Syria Feature: Obama Administration Seeks a New Opposition Council (Rogin)

Opposition figure Riad SeifJosh Rogin writes for The Cable blog of Foreign Policy magazine:

Syrian opposition leaders of all stripes will convene in Qatar next week to form a new leadership body to subsume the opposition Syrian National Council, which is widely viewed as ineffective, consumed by infighting, and little respected on the ground, The Cable has learned.

The State Department has been heavily involved in crafting the new council as part of its effort oust Syrian President Bashar al-Assad and build a more viable and unified opposition. In September, for instance, Secretary of State Hillary Clinton met with a group of Syrian activists who were flown in to New York for a high-level meeting that has not been reported until now.

During the third and final presidential debate, Republican nominee Mitt Romney criticized President Barack Obam's Syria policy as a failure to show "leadership" in laying the groundwork for the post-Assad era and called for "a form of council that can take the lead in Syria."

In fact, over the last several months, according to U.S. officials and Syrian opposition figures, the State Department has worked to broaden its contacts inside the country, meeting with military commanders and representatives of local governance councils in a bid to bypass the fractious SNC.

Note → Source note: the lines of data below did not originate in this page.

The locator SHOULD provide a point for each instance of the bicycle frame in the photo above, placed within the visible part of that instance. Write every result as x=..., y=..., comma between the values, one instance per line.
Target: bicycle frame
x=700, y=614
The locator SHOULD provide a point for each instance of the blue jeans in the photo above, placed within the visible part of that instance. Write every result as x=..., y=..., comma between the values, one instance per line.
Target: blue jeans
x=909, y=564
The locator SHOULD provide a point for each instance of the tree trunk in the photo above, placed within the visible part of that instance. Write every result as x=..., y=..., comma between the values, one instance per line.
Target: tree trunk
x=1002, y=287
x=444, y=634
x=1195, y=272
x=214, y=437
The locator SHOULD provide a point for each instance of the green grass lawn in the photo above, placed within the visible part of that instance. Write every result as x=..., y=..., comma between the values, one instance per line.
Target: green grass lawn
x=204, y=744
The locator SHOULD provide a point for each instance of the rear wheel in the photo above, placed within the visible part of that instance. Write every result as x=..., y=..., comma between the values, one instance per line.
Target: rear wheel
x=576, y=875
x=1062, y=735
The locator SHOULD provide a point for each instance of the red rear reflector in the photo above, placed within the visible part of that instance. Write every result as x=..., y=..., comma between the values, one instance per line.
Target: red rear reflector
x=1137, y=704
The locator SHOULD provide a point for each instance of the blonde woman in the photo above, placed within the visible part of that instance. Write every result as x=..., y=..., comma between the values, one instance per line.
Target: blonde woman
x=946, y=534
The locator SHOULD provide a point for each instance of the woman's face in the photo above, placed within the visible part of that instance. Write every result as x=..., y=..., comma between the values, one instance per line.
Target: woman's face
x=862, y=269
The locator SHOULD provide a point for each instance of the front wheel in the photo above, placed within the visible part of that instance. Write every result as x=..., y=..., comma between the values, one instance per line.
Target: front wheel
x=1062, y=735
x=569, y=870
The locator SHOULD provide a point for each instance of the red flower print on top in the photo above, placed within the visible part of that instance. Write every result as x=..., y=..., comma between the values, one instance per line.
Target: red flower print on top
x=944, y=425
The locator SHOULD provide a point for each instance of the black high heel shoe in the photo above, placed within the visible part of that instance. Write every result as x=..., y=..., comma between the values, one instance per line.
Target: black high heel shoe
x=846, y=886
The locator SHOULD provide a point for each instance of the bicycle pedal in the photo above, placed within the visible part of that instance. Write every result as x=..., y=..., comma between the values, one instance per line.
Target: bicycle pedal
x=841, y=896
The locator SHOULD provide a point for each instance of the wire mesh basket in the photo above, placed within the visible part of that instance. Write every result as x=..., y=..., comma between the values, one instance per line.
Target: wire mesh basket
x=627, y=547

Many in the SNC are accordingly frustrated with the level of support they've gotten in Washington. "The Obama administration is trying to systematically undermine the SNC. It's very unfortunate," one SNC leader said told The Cable.

But U.S. officials are equally frustrated with an SNC they say has failed to attract broad support, particularly from the Alawite and Kurdish minorities. The new council is an attempt to change that dynamic. Dozens of Syrian leaders will meet in the Qatari capital, Doha, on Nov. 3 and hope to announce the new council as the legitimate representative of all the major Syrian opposition factions on Nov. 7, one day after the U.S. presidential election.

The Obama administration sees the new council as a potential interim government that could negotiate with both the international community and - down the line - perhaps also the Syrian regime. The SNC will have a minority stake in the new body, but some opposition leaders are still skeptical that the effort will succeed.

The Qatar meeting will include dozens of opposition leaders from inside Syria, including from the provincial revolutionary councils, the local "coordination committees" of activists, and select people from the newly established local administrative councils.

"We call it a proto-parliament. One could also think of it as a continental congress," a senior administration official told The Cable.

U.S. officials and opposition leaders are calling the initiative the "Riad Seif plan," named after the former Syrian parliamentarian and dissident who was imprisoned after he signed the Damascus Declaration on respect for Syrians' human rights in 2005. He was released in 2011, beaten up by a Shabiha gang in Noember 2011, and finally allowed to leave Syria in June 2012.

Seif is central to the formation of the new council and is seen as a figure with broad credibility with both the internal and external Syrian opposition.